Starter Pod is giving the following error: 'exec /bin/sh: argument list too long' when running with more than 650 pods

The Starter Pod is encountering the following error: ‘exec /bin/sh: argument list too long’ when attempting to run with more than 650 pods. We have a requirement to run with 2000 pods. The Initializer Pod is ready, and all 2000 pods are ready, but the Starter Pod is encountering an error. The operator has attempted to spin up other Starter Pods, but they all encounter errors as well. In our testing, we increased the number of pods in increments of 50, and at 700 pods, we encountered the same error. Do you have a temporary fix or a file we can adjust for the time being?

Hi @ppyneni !

I experimented with this issue, and here are my results:
The starter pod start a command like this:

sh -c 'curl --retry 3 -X PATCH -H ''Content-Type: application/json''
      -d ''{"data":{"attributes":{"paused":false,"stopped":false},"id":"default","type":"status"}}'';curl
      --retry 3 -X PATCH -H ''Content-Type: application/json''
      -d ''{"data":{"attributes":{"paused":false,"stopped":false},"id":"default","type":"status"}}'''

This is just for two runner pod. In your case, this command is much longer. For me it starts failing with argument list too long somewhere around 131070 characters long command line.

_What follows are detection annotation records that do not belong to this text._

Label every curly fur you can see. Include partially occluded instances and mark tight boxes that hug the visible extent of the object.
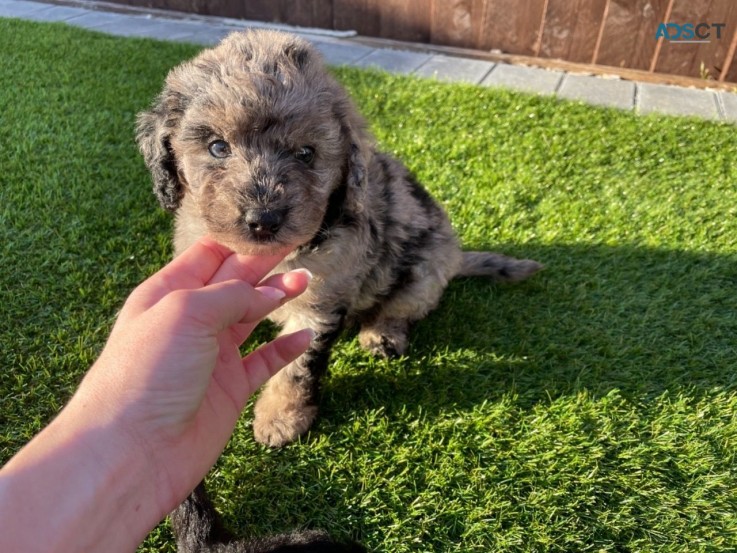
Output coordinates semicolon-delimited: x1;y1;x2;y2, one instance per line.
137;31;541;446
171;482;366;553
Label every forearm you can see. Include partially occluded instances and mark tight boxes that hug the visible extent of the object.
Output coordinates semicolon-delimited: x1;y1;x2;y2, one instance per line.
0;394;165;552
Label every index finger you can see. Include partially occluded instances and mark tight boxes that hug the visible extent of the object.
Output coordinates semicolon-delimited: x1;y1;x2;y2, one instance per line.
127;237;283;312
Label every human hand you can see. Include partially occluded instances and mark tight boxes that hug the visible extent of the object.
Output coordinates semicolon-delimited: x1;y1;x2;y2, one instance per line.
66;239;313;514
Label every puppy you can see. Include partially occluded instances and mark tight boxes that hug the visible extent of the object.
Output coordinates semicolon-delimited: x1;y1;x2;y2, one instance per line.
171;482;366;553
137;30;541;446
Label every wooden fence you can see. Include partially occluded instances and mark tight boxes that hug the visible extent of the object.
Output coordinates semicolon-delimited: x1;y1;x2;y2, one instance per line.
108;0;737;82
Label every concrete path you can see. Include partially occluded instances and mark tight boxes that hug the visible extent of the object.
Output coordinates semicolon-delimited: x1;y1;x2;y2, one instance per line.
5;0;737;123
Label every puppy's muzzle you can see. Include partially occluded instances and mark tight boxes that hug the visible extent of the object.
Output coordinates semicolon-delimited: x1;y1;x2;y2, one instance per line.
243;209;287;242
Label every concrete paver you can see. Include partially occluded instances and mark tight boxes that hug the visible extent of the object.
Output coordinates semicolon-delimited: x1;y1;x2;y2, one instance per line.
719;91;737;123
414;54;495;84
0;0;737;123
313;40;374;65
558;74;635;109
636;83;719;119
481;63;564;94
354;49;431;75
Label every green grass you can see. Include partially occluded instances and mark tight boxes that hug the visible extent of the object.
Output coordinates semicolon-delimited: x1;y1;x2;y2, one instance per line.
0;19;737;553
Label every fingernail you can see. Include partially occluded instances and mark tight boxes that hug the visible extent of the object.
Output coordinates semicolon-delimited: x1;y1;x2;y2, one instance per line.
256;286;287;301
289;267;312;282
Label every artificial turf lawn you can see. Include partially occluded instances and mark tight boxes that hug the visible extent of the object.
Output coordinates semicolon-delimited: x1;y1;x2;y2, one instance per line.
0;19;737;553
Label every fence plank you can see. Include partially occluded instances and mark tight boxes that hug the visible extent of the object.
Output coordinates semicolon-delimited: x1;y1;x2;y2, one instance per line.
655;0;737;79
594;0;668;70
478;0;545;56
379;0;432;42
430;0;485;48
333;0;381;36
539;0;606;63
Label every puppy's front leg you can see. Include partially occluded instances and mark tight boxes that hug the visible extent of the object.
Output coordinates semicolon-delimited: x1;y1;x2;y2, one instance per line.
253;309;346;447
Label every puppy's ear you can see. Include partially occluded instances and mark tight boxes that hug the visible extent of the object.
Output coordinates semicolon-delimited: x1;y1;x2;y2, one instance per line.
136;87;184;211
284;42;312;71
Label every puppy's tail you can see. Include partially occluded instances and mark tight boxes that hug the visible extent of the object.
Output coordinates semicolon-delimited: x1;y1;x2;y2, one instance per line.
455;252;543;282
171;482;366;553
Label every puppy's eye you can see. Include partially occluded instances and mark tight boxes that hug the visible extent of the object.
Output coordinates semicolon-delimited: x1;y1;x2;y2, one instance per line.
294;146;315;165
207;140;230;158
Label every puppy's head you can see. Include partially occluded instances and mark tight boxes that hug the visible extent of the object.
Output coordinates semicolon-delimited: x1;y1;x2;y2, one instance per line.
137;31;370;254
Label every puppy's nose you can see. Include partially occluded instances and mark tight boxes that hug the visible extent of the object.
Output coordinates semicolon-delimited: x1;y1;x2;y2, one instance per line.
244;209;285;239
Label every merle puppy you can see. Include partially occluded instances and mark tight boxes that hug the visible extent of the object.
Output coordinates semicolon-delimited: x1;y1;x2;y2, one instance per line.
137;31;541;446
171;482;366;553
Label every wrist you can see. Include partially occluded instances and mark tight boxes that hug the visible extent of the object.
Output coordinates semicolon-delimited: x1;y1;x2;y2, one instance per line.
0;390;166;551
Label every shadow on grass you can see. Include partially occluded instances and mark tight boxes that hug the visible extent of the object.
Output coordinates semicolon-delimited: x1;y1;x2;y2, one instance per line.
323;240;737;422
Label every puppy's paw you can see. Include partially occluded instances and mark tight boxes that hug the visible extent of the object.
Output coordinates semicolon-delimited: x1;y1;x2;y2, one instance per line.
253;398;317;447
358;329;407;359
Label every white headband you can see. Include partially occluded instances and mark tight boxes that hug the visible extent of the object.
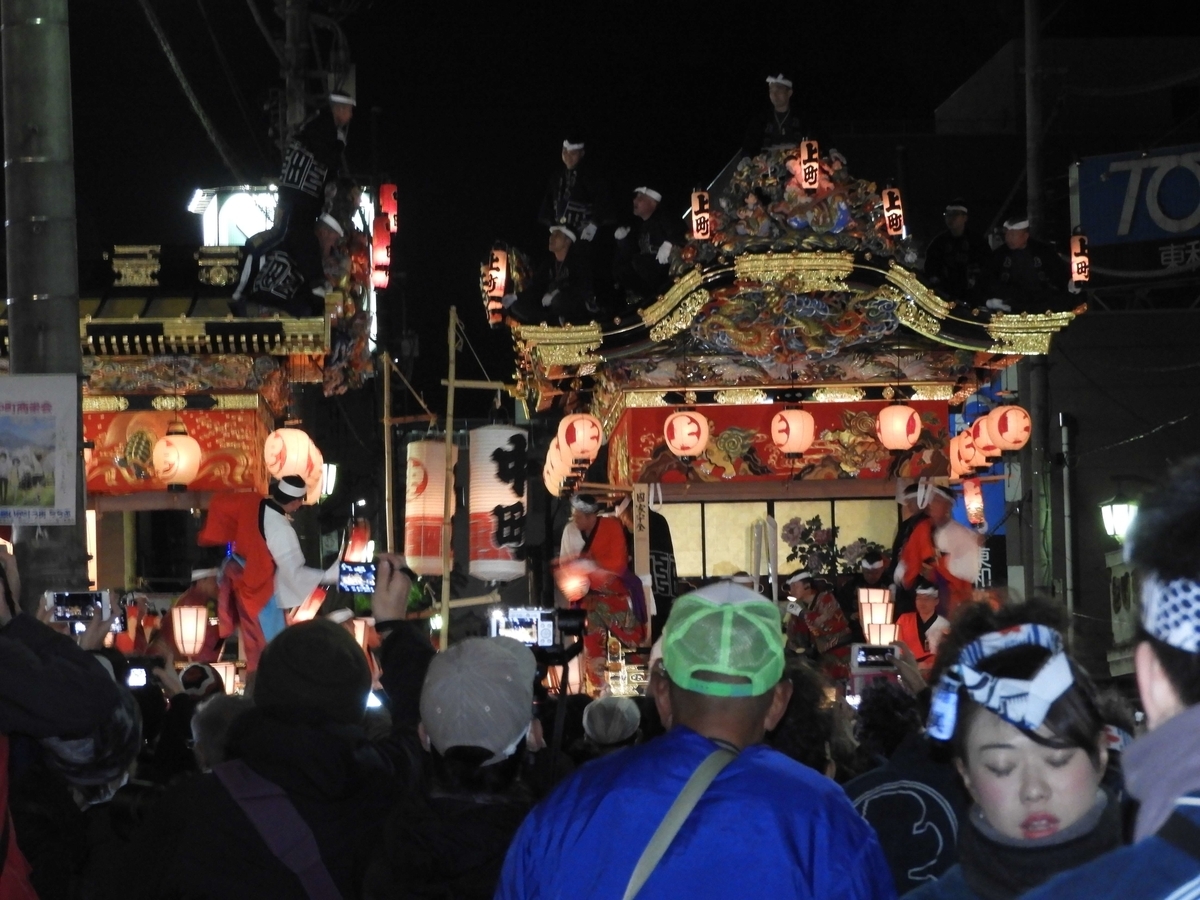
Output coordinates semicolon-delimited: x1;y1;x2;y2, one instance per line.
1141;575;1200;653
280;479;308;497
928;624;1075;740
320;212;346;238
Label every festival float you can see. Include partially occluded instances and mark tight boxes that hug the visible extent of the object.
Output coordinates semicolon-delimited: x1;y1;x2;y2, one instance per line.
481;140;1081;696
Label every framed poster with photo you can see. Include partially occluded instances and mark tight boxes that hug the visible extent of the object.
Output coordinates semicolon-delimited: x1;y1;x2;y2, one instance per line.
0;374;79;526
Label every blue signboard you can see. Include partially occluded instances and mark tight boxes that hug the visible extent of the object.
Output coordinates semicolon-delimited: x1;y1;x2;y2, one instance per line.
1072;144;1200;250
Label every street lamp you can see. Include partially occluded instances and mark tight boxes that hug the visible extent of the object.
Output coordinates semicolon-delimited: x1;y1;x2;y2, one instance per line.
1100;488;1138;542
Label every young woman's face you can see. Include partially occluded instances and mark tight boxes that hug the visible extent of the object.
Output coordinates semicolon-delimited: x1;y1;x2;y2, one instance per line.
955;709;1108;840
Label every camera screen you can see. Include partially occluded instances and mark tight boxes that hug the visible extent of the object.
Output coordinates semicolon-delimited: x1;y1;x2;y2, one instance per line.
492;607;554;647
854;644;893;668
337;563;374;594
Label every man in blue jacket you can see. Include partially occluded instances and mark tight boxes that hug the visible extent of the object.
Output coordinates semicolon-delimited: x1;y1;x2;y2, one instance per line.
1026;457;1200;900
497;582;895;900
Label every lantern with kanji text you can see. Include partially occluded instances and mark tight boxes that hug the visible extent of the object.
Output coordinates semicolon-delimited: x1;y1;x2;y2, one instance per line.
770;409;816;458
662;409;708;460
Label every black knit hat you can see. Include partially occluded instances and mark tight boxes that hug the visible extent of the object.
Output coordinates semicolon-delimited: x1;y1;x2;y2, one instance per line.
254;619;371;725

I don’t really see the workaround for this. Do you really need 2000 pods? why?

Thank you @bandorko. We have a use case to perform a load test with that many PODS. The workaround is going to involve multiple deployments, such as 4 * 500 = 2000.

Why do you need so many pods? You can perform large load with a single pod. I think you only benefit from the 2000 pods if you have 2000 kubernetes nodes.

We have a use case to validate the application’s readiness for the marketing event in the future with UI experience using k6 browser and operator. Resource-wise, we are good, and the test is complete with four deployments.